Mr. Chambers had done a great deal to help Mr. and Mrs. Cochran's son who had had a serious illness and gotten into some kind of trouble for which he needed a lawyer. Mr. Chambers helped him.

Ella Cochran had married Dr. Greenfield Sluder and they joined the Guild with their friends SaLeese Kennard and Luther Ely Smith who were soon to be married. Louisa and Clara Leete and Grace Morrill were active members. Grace was so interested in what I told her about the Art Students' League that she decided to ask Miss Begg for a room at her boarding house. She went there with me when I returned in January. Uncle Or gave me two beautiful books for Christmas. Dr. Frank Boogher gave me a handsome book of poems and took me to glee club concert. He and my brother Will were still close friends and went with some girls from the south side whom I did not know very well - the Gilberts. One of them was pretty and all were intelligent and bright. One of them married Landon Lodge, brother of Trix Lodge who was one of my classmates. A friend of Mrs. Lodge married my brother Billie a few years later. The Gilberts were members of the Guild. The Guild had become a more interesting place and this made me want to work harder to do something really good.

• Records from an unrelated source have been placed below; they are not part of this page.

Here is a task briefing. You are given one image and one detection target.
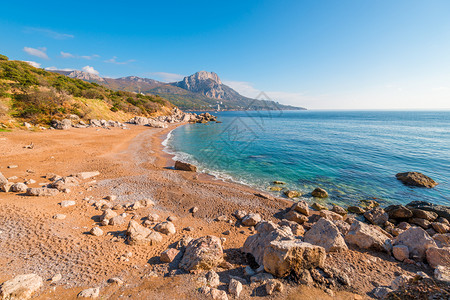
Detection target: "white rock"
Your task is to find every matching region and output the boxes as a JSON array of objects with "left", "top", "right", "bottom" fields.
[
  {"left": 0, "top": 274, "right": 44, "bottom": 300},
  {"left": 77, "top": 288, "right": 100, "bottom": 298},
  {"left": 391, "top": 275, "right": 413, "bottom": 291},
  {"left": 10, "top": 182, "right": 28, "bottom": 193},
  {"left": 242, "top": 213, "right": 261, "bottom": 226},
  {"left": 394, "top": 227, "right": 437, "bottom": 260},
  {"left": 60, "top": 200, "right": 76, "bottom": 207},
  {"left": 53, "top": 214, "right": 66, "bottom": 220},
  {"left": 108, "top": 277, "right": 123, "bottom": 285},
  {"left": 304, "top": 215, "right": 348, "bottom": 252},
  {"left": 228, "top": 279, "right": 242, "bottom": 299},
  {"left": 434, "top": 266, "right": 450, "bottom": 283},
  {"left": 89, "top": 227, "right": 103, "bottom": 236},
  {"left": 51, "top": 273, "right": 62, "bottom": 283},
  {"left": 72, "top": 171, "right": 100, "bottom": 179}
]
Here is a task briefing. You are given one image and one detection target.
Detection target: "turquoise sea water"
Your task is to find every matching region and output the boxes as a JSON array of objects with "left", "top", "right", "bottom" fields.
[{"left": 165, "top": 111, "right": 450, "bottom": 205}]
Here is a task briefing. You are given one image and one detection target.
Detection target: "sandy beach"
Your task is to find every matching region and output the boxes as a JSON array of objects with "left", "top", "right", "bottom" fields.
[{"left": 0, "top": 125, "right": 438, "bottom": 299}]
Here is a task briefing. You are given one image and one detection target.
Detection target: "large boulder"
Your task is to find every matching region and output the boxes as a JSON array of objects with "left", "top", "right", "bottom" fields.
[
  {"left": 426, "top": 247, "right": 450, "bottom": 268},
  {"left": 284, "top": 190, "right": 302, "bottom": 198},
  {"left": 393, "top": 227, "right": 437, "bottom": 260},
  {"left": 155, "top": 221, "right": 176, "bottom": 235},
  {"left": 10, "top": 182, "right": 28, "bottom": 193},
  {"left": 406, "top": 201, "right": 450, "bottom": 221},
  {"left": 395, "top": 172, "right": 438, "bottom": 188},
  {"left": 263, "top": 240, "right": 326, "bottom": 277},
  {"left": 175, "top": 160, "right": 197, "bottom": 172},
  {"left": 128, "top": 116, "right": 148, "bottom": 126},
  {"left": 303, "top": 218, "right": 348, "bottom": 252},
  {"left": 364, "top": 207, "right": 389, "bottom": 226},
  {"left": 180, "top": 235, "right": 223, "bottom": 272},
  {"left": 278, "top": 219, "right": 305, "bottom": 236},
  {"left": 242, "top": 213, "right": 261, "bottom": 226},
  {"left": 126, "top": 220, "right": 162, "bottom": 245},
  {"left": 319, "top": 210, "right": 344, "bottom": 221},
  {"left": 147, "top": 119, "right": 167, "bottom": 128},
  {"left": 411, "top": 208, "right": 438, "bottom": 222},
  {"left": 291, "top": 200, "right": 309, "bottom": 216},
  {"left": 27, "top": 187, "right": 59, "bottom": 197},
  {"left": 72, "top": 171, "right": 100, "bottom": 179},
  {"left": 241, "top": 221, "right": 295, "bottom": 265},
  {"left": 432, "top": 220, "right": 450, "bottom": 233},
  {"left": 52, "top": 119, "right": 72, "bottom": 130},
  {"left": 345, "top": 221, "right": 390, "bottom": 252},
  {"left": 0, "top": 274, "right": 44, "bottom": 300},
  {"left": 434, "top": 266, "right": 450, "bottom": 283},
  {"left": 50, "top": 176, "right": 80, "bottom": 191},
  {"left": 433, "top": 233, "right": 450, "bottom": 248},
  {"left": 311, "top": 188, "right": 328, "bottom": 198},
  {"left": 0, "top": 172, "right": 8, "bottom": 185},
  {"left": 284, "top": 210, "right": 308, "bottom": 224}
]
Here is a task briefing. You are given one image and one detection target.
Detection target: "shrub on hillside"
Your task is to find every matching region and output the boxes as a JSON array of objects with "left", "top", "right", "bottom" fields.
[{"left": 12, "top": 89, "right": 74, "bottom": 123}]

While I was in St. Louis some members of our bridge club met, I think at Mary Semple's. The big music room in which Mrs. Semple had installed a fine organ was a delightful place to play cards or attend a musical entertainment. The girls had been in Mary Phillips' current topics class which had met in this room before Mary went east and married Jacob Riis. They were all interested in what I told them about Mary and her prominent husband.

Grace Morrill and I left on the same train for New York and shared a taxi to Miss Begg's. Grace had a room on the same floor with me and soon got acquainted with the other boarders. I was afraid she might not like the place so I spent a good deal of time with her at first. She did not like the antique class but had to take it. We both liked Mr. Dumond's composition class. He would give us a subject, such as Spring, Autumn, Winter, Repose, etc. We were told to use any medium we wished to draw or paint the subject. At the end of the week we were expected to have something to show, if only a pencil drawing of our conception of the subject. Our teacher liked one I did of Spring. I made a pencil sketch of three little children running around some blooming fruit trees, then later painted it on a larger board. Grace and I went shopping together and got good things at January sales. The hurdy-gurdies on the streets amused her. They would play the latest popular airs and sometimes we would walk along with the crowd that followed them, as much to learn the songs as to see the people. After Grace got in touch with some of her friends, I did not feel responsible for her and we went our own ways for entertainment, meeting at mealtime, etc. Mr. and Mrs. McKesson had me out at "The Farm" on a week-end or took me to a Philharmonic concert now and then. I always asked then to dine with me before the concerts.

Mr. Chase's class was inspiring. One time he painted a beautiful large fresh codfish and a green pepper. He talked to us while doing this for our instruction. He used large brushes, sometimes dipping the brush into two or more colors and with a semi-spiral motion made broad strokes from one side of the thick form of the fish to the other. The head, eye, tail, and fins were more carefully drawn. The glossy painted fish was so life-like one almost imagined that its gills opened with some last breaths. At the end of the year he asked me, another girl, and four of his best men students to join a special class in his private studio.

Grace Morrill and I were glad to get home. June in our garden was beautiful. The water garden had a few white lilies in bloom. The tropical lilies had not begun to bloom. They had been stored in our barn for the winter. Jens had taken care of the bees and we destroyed queen cells. Roses and crown honeysuckle made the night air fragrant. All I wanted to do for a day or two after my return was to lie in a hammock listening to bird songs and gather flowers for the house. It was restful after the noise and bustle of New York. I called friends to come to lunch with me. My name was in the social notes and some who saw it called me to make dates to come to see me.